Wacana “Daerah Istimewa Riau” menggema karena masyarakatnya sepakat bahwa identitas dan kesejahteraan harus dijaga bersama.
Ironisnya, Kepri yang memiliki akar budaya lebih tua dan sejarah yang lebih kokoh — justru terpecah.
Suara Melayu di kepulauan ini melemah, terbelah oleh kepentingan politik dan ekonomi yang sempit.
Mungkin karena kurangnya sosialisasi, mungkin juga karena Melayu terlalu santun untuk menuntut haknya sendiri.
Padahal, bila ingin bertahan, Kepri harus belajar bersatu kembali sebagaimana dulu mereka bersatu saat menuntut berdirinya provinsi sendiri.
Saatnya Menegakkan Marwah
Kini saatnya Kepri berdiri menegakkan marwahnya kembali.
Bukan hanya soal adat dan budaya, tapi juga hak untuk mengatur diri sendiri dan menjaga peradaban yang telah melahirkan bahasa bangsa ini.
Dalam perjuangan ini, Lembaga Adat Melayu (LAM) Kepri memegang peran penting.
LAM tak bisa lagi sekadar menjadi penjaga simbol atau upacara adat
ia harus menjadi penggerak sejarah baru, yang membela tanah, melindungi budaya, dan memperjuangkan kesejahteraan anak negeri.
LAM Kepri harus keluar dari ruang seremonial dan masuk ke ruang perjuangan.
Harus berani bersuara di hadapan pemerintah pusat bahwa Kepri bukan sekadar gugusan pulau, tetapi poros peradaban Melayu yang menjadi akar identitas Indonesia.
Marwah yang Menentukan Takdir
Kepulauan Riau adalah jantung sejarah Nusantara.Bahasa Indonesia bahasa pemersatu bangsa lahir dari naskah-naskah Melayu di tanah ini.
Namun akar itu kini rapuh, karena tidak disiram dengan kebijakan yang adil.
“Melayu adalah akar bangsa. Dan bila akar terus tersiram air raksa, maka pohon besar bernama Indonesia akan mati di pangkalnya.”
Kata-kata ini menggema di hati banyak anak Kepri hari ini.
Karena mereka tahu perjuangan belum selesai.
Kepri tidak boleh menunggu belas kasih pusat.
Kepri harus menjemput takdirnya sendiri menjadi daerah istimewa, bukan karena privilese, tetapi karena sejarah dan kontribusinya terhadap peradaban Indonesia.
Penutup: Menghidupkan Kembali Jantung Melayu
Kepulauan Riau bukan hanya gugusan pulau di peta.

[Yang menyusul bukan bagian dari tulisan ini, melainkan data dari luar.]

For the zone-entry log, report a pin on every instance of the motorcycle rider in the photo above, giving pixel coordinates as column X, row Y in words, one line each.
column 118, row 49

Ia adalah jantung kebudayaan yang dulu membuat Nusantara hidup dan bersatu.
Kini, jantung itu berdetak lemah.
Namun selama masih ada mereka yang berani bersuara, yang menulis, yang mengingat
detak itu tak akan berhenti sepenuhnya.
Kepri harus hidup kembali.
Dengan marwah, dengan martabat, dan dengan kesadaran bahwa tidak ada Indonesia tanpa Melayu, dan tidak ada Melayu tanpa Kepri.